Every summer since 2000, General Electric Co. has worked with the world’s largest communist party to pick about 25 Chinese executives for the company’s leadership program in Crotonville on New York’s Hudson River.
The training creates potential Chinese allies for GE to help ensure its continued expansion in the world’s fastest- growing major economy, company officials say. It is part of an emphasis on government relations that has paid off with contracts to supply jet engines and build wind turbines.
Lobbying China is becoming a growth industry as the country promotes state-owned businesses and limits market-opening moves that followed its 2001 entry into the World Trade Organization. Programs like GE’s, along with efforts from firms headed by Washington veterans such as former U.S. National Security Adviser Sandy Berger, help companies convince officials that what’s good for business is good for China.
“We make sure our initiatives are aligned,” GE China Chief Executive Officer Mark Norbom told business leaders in Beijing on April 16. “What may have been alignment five years ago is not going to be alignment today; it’s not going to be enough.”
The obstacles to doing business coincide with increasing opportunities. China’s economy is poised to pass Japan’s this year as the world’s second biggest. General Motors Co. sold more cars in China in the first quarter of this year than in the U.S.
Companies that don’t toe the party line can find themselves at odds with the government. Mountain View, California-based Google Inc., operator of the world’s most popular search engine, rerouted its Chinese site to Hong Kong in March, saying it could no longer abide by China’s censorship rules.
The potential to influence such rules puts a premium on nurturing ties with Chinese officials. GE’s program has trained some 200 Chinese executives in conjunction with the Communist Party’s Central Organization Department, which names the heads of China’s biggest state-run companies. Alumni include Ning Gaoning, chairman of Beijing-based Cofco Ltd., China’s largest grain trader.
Helped by advice from program participants, Fairfield, Connecticut-based GE designs its Chinese businesses around the country’s goals. Building more efficient wind turbines is in line with the government’s push to slow carbon-emissions growth.
GE is providing the jet engines through a joint venture with Paris-based Safran SA for China’s new commercial passenger aircraft, which will compete with jets from Chicago-based Boeing Co. and Toulouse, France-based Airbus SAS. GE’s sales in China rose 16 percent last year to $6 billion compared with a global decline of 14 percent.
GE has a more traditional lobbying effort, with about 30 people in its Chinese government-relations department, almost as many as the 36 people who lobbied the U.S. federal government for GE or its subsidiaries in the first three months of this year, according to Senate records.
Washington-based consulting companies are expanding in China, hiring former Chinese officials to help clients navigate the country’s bureaucracy. The Albright Stonebridge Group, headed by former U.S. Secretary of State Madeleine Albright and Berger, plans to add at least two people to its staff of eight in Beijing this year, Berger said in an interview.

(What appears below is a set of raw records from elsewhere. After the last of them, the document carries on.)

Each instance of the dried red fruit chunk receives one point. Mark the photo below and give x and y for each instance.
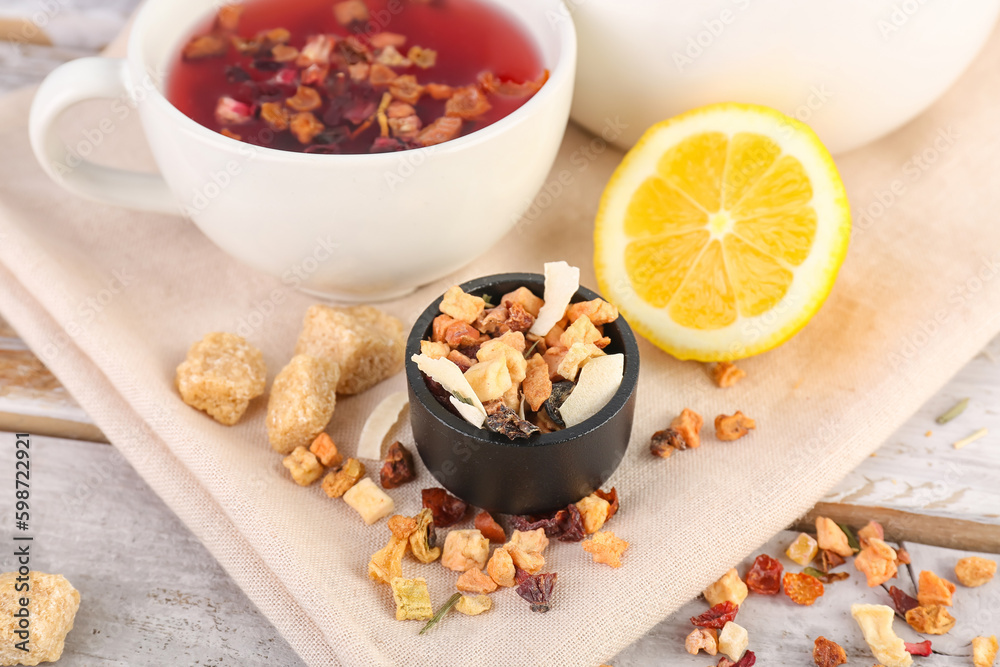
(490, 529)
(565, 525)
(919, 648)
(748, 660)
(827, 653)
(612, 498)
(802, 588)
(397, 468)
(536, 588)
(717, 616)
(446, 508)
(902, 600)
(765, 576)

Led by former Chinese trade negotiator Jin Ligang, the China practice is the group’s largest outside the U.S. capital, Berger said. Last year it helped Tempe, Arizona-based First Solar Inc. negotiate with national and local governments to start work on the world’s biggest photovoltaic solar-power plant, in Inner Mongolia.
“It is very important for foreign companies to make their case, make their argument to the Chinese officials in ways in which there is a win-win, where the Chinese can achieve their objective and the company can achieve their objective,” Berger said.
Washington-based law firms have also been adding staff in China’s capital, hiring Mandarin-speaking officials. Timothy Stratford, until February the assistant U.S. trade representative for China, is now a partner for Covington & Burling LLP in Beijing, which opened its office there in 2008.
Stratford was involved in a recent effort to change a Chinese policy that encouraged domestic innovation and could have shut foreign companies -- including Redmond, Washington- based Microsoft Corp. and Intel Corp. in Santa Clara, California -- out of a sizeable portion of China’s $88 billion annual government-procurement market, he said.
While still a U.S. official, Stratford met with representatives of the Science and Technology, Finance and Commerce ministries to explain the concerns of the U.S. government and foreign-trade groups. Thirty-four of the groups, including the Washington-based U.S. Chamber of Commerce and Beijing-based American Chamber of Commerce in China, wrote to the Chinese government in December complaining about the rules.
On April 10 China said it would revise the draft rules, taking out some potentially discriminatory provisions on trademarks. The move came after “industry representatives raised opinions,” Ma told reporters.
“They changed a number, though not all, of the provisions that were concerns to us,” Stratford said. “In many cases they are willing to be persuaded, if we can provide compelling reasons why specific policies should be modified.”